Super-hydrophobic surfaces (SHS) are surfaces which result in contact angles of water on theses surfaces of greater than 150° in conjunction with shallow sliding angles, α. 
SHS are very useful and their applications span a broad range including such diverse applications as in the aerospace industry where they are used to minimize aerodynamic drag or keep the aerodynamic surfaces ice free and the medical industry where they are used on/in artificial, insertables for minimization of the clotting cascade or fouling.
Super-hydrophobic materials rely on a composite interface of different contact angles as demonstrated by Cassie's law; essentially, all things been equal, a rougher surface allows for a much higher apparent contact angle than one that has the same composition but a smoother surface.

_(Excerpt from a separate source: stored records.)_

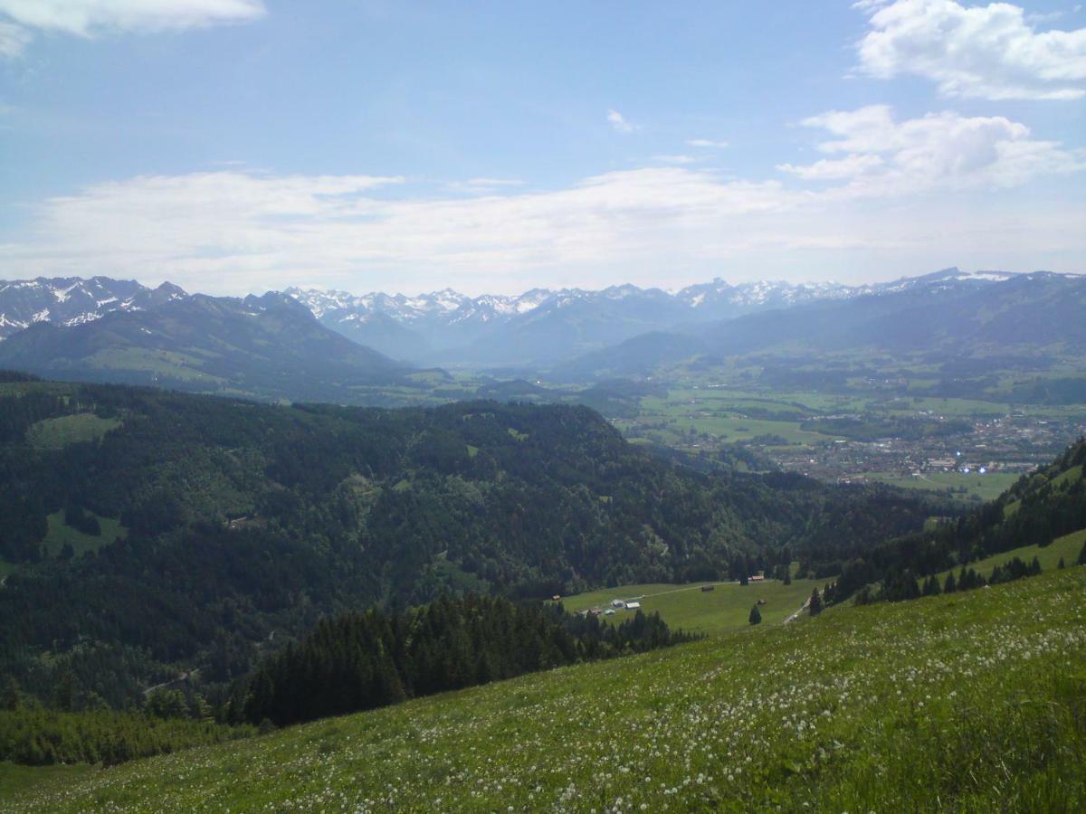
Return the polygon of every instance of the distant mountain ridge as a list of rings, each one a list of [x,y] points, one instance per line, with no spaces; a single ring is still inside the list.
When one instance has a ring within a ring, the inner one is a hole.
[[[156,289],[109,277],[0,281],[0,339],[37,322],[76,326],[115,310],[147,310],[188,296],[173,283]]]
[[[0,343],[0,367],[292,400],[344,400],[353,386],[388,383],[405,372],[275,292],[243,300],[167,296],[73,325],[39,320]]]
[[[296,303],[300,313],[295,317],[304,310],[325,329],[351,340],[354,344],[337,352],[345,357],[363,345],[389,360],[413,366],[491,369],[518,377],[556,367],[572,376],[588,371],[596,371],[592,376],[602,371],[644,376],[648,363],[765,348],[785,336],[799,342],[811,338],[821,345],[874,341],[883,346],[897,338],[898,344],[915,347],[929,338],[955,341],[964,326],[972,326],[971,342],[980,342],[986,331],[987,341],[998,344],[1002,341],[999,330],[1034,330],[1000,320],[1001,309],[1013,305],[1015,314],[1036,321],[1045,307],[1055,307],[1071,318],[1078,302],[1076,285],[1084,280],[1051,272],[948,268],[863,285],[783,281],[733,285],[717,279],[674,292],[626,284],[598,291],[532,289],[518,295],[472,297],[452,289],[408,296],[290,288],[275,296]],[[1010,291],[1018,293],[1007,300]],[[1070,292],[1071,298],[1061,300],[1063,292]],[[1047,305],[1024,307],[1033,300]],[[213,303],[244,304],[252,297],[189,295],[169,283],[152,290],[103,277],[0,282],[0,339],[11,341],[39,323],[74,328],[117,313],[157,313],[166,304],[194,301],[206,309]],[[910,307],[920,310],[911,314]],[[940,319],[957,320],[963,327],[934,320],[936,311],[944,315]],[[178,313],[195,316],[185,309]],[[1046,335],[1057,328],[1052,320],[1041,321]],[[149,330],[148,339],[129,335],[126,343],[162,349],[150,339],[154,329]],[[230,344],[225,334],[220,340]],[[24,347],[26,343],[21,341]],[[9,355],[13,355],[12,364],[18,361],[13,351],[0,354]],[[321,366],[329,361],[323,359]],[[197,367],[209,365],[202,361]],[[51,368],[55,364],[31,369],[49,374]],[[71,369],[66,364],[61,368]],[[325,392],[321,397],[336,396]]]
[[[817,302],[849,301],[923,288],[976,289],[1012,272],[948,268],[887,283],[721,279],[675,292],[611,285],[532,289],[519,295],[470,297],[452,289],[417,296],[287,289],[324,325],[396,358],[431,364],[547,365],[654,331],[673,331]]]

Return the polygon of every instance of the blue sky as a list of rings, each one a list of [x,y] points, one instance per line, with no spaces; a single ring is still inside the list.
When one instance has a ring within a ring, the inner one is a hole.
[[[0,278],[1086,271],[1084,135],[1071,3],[0,0]]]

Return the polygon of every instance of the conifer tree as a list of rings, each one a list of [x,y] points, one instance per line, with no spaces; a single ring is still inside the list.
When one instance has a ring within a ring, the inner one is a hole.
[[[958,582],[954,578],[954,571],[947,574],[946,582],[943,583],[944,594],[954,594],[958,589]]]

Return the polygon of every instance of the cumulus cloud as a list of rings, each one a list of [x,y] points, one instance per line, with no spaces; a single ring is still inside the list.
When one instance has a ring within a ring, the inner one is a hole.
[[[634,125],[627,122],[626,116],[616,110],[607,111],[607,124],[619,132],[633,132],[637,129]]]
[[[944,112],[896,122],[888,106],[870,105],[831,111],[803,124],[831,135],[818,145],[821,152],[844,157],[778,168],[807,180],[847,181],[834,189],[837,195],[998,189],[1086,168],[1082,151],[1032,139],[1028,127],[1002,116]]]
[[[666,153],[664,155],[654,155],[653,161],[658,164],[696,164],[702,161],[696,155],[684,155],[682,153]]]
[[[947,97],[1081,99],[1086,96],[1086,28],[1038,31],[1009,3],[965,7],[954,0],[862,0],[870,30],[860,69],[938,84]]]
[[[15,56],[35,31],[97,37],[247,23],[263,0],[0,0],[0,56]]]
[[[747,274],[811,275],[834,252],[882,253],[880,268],[900,274],[920,263],[919,251],[930,253],[921,267],[964,247],[999,265],[1019,246],[1023,257],[1034,253],[1026,265],[1052,268],[1086,251],[1082,230],[1069,228],[1086,216],[1081,206],[1015,195],[986,211],[995,195],[968,193],[1083,168],[1079,154],[1031,138],[1021,124],[954,113],[897,122],[881,106],[804,124],[824,133],[816,142],[823,157],[781,165],[788,182],[672,165],[545,191],[475,178],[465,189],[485,192],[471,195],[447,186],[420,195],[416,185],[401,193],[399,177],[242,169],[98,183],[33,208],[17,242],[0,244],[0,278],[108,270],[239,293],[299,282],[419,290],[455,275],[460,288],[493,291],[658,284],[661,269],[707,277],[729,262]],[[923,194],[931,191],[939,194]]]

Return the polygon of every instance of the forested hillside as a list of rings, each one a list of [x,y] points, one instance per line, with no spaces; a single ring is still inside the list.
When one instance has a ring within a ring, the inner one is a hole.
[[[328,612],[794,558],[821,573],[942,511],[885,488],[698,473],[584,407],[0,393],[0,673],[47,701],[70,681],[76,705],[179,675],[224,686]]]
[[[1084,465],[1086,441],[1081,440],[1051,466],[1023,475],[997,499],[957,521],[876,546],[844,563],[837,599],[858,590],[864,592],[864,600],[911,599],[919,577],[1022,546],[1044,548],[1086,529]]]

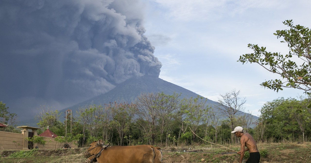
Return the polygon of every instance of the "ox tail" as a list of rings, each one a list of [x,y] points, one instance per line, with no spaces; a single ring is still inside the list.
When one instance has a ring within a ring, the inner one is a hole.
[[[151,148],[153,150],[154,153],[155,162],[156,163],[161,163],[162,162],[162,151],[161,150],[161,148],[150,145]]]

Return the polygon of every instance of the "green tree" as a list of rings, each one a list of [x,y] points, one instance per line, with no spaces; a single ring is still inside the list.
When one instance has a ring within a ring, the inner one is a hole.
[[[192,97],[189,99],[190,106],[186,120],[190,122],[191,130],[194,134],[196,134],[199,124],[208,123],[207,122],[209,108],[206,105],[207,100],[207,98],[199,96],[195,98]],[[195,138],[195,135],[193,134],[193,139],[194,141]]]
[[[103,109],[101,105],[93,105],[79,108],[77,112],[77,120],[82,127],[82,146],[86,140],[88,132],[90,137],[98,137],[101,123],[104,121],[103,118],[105,115],[101,114]]]
[[[294,25],[292,20],[283,22],[289,29],[278,30],[274,33],[277,38],[283,38],[281,42],[287,44],[288,54],[267,52],[266,47],[249,44],[248,47],[253,53],[240,56],[238,62],[244,64],[256,63],[269,71],[279,75],[285,81],[279,79],[262,83],[265,88],[276,90],[282,87],[292,87],[302,89],[310,94],[311,91],[311,31],[299,25]],[[292,58],[293,56],[294,58]]]
[[[115,103],[110,108],[113,118],[110,122],[111,126],[115,129],[119,135],[120,143],[118,142],[118,145],[124,145],[123,139],[129,132],[136,109],[135,105],[126,103]]]
[[[15,121],[17,115],[15,113],[11,113],[8,109],[9,107],[6,106],[5,104],[0,101],[0,122],[2,124],[10,125]]]
[[[246,102],[245,98],[241,98],[239,96],[240,91],[237,92],[233,89],[224,94],[220,94],[220,98],[217,101],[219,105],[215,106],[219,111],[221,115],[227,120],[225,122],[231,129],[232,131],[234,130],[237,126],[237,116],[242,113],[241,111],[244,109],[243,105]],[[233,140],[234,135],[232,134],[231,139]],[[237,139],[235,136],[235,140]]]
[[[39,121],[37,123],[38,127],[46,129],[49,126],[53,130],[54,127],[61,122],[58,120],[61,113],[57,110],[53,111],[52,108],[44,106],[41,106],[39,113],[35,117]]]
[[[0,101],[0,123],[8,125],[7,127],[0,128],[0,131],[20,133],[20,131],[16,129],[15,124],[17,115],[10,113],[8,111],[8,109],[9,107],[6,106],[5,104]]]

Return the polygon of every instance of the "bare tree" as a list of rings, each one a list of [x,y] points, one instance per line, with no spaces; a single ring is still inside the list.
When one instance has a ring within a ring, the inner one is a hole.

In nature, this behavior is often describe as Lotus effect, and it is use by plants for self cleaning purpose, and in case of carnivorous plants, feeding.
In order to create these type of surface structures, we will create 4 different masks (they can be all be on the same substrate). The masks will be a square array of square features. The size of the features and the lattice constant will be varied for each mask. We expect the characteristic dimensions to be in the range of 10 to 500 microns. Using the mask set and varying the height of the etched features (through etching or starting thickness) will allow for a small set of molds for soft lithographic patterning in PDMS surfaces. Another dimension will be added to this matrix in that chemical, such as 1H,1H,2H,2H-perfluorooctyl treatment, or plasma (oxygen) of the PDMS creating a four dimensional test. Because of the large ensuing matrix size, we shall probably employ an optimized DEO (design of experiment.)
In the experiment, the effective contact angle, the sliding angle and the velocity of shedding will be analyzed.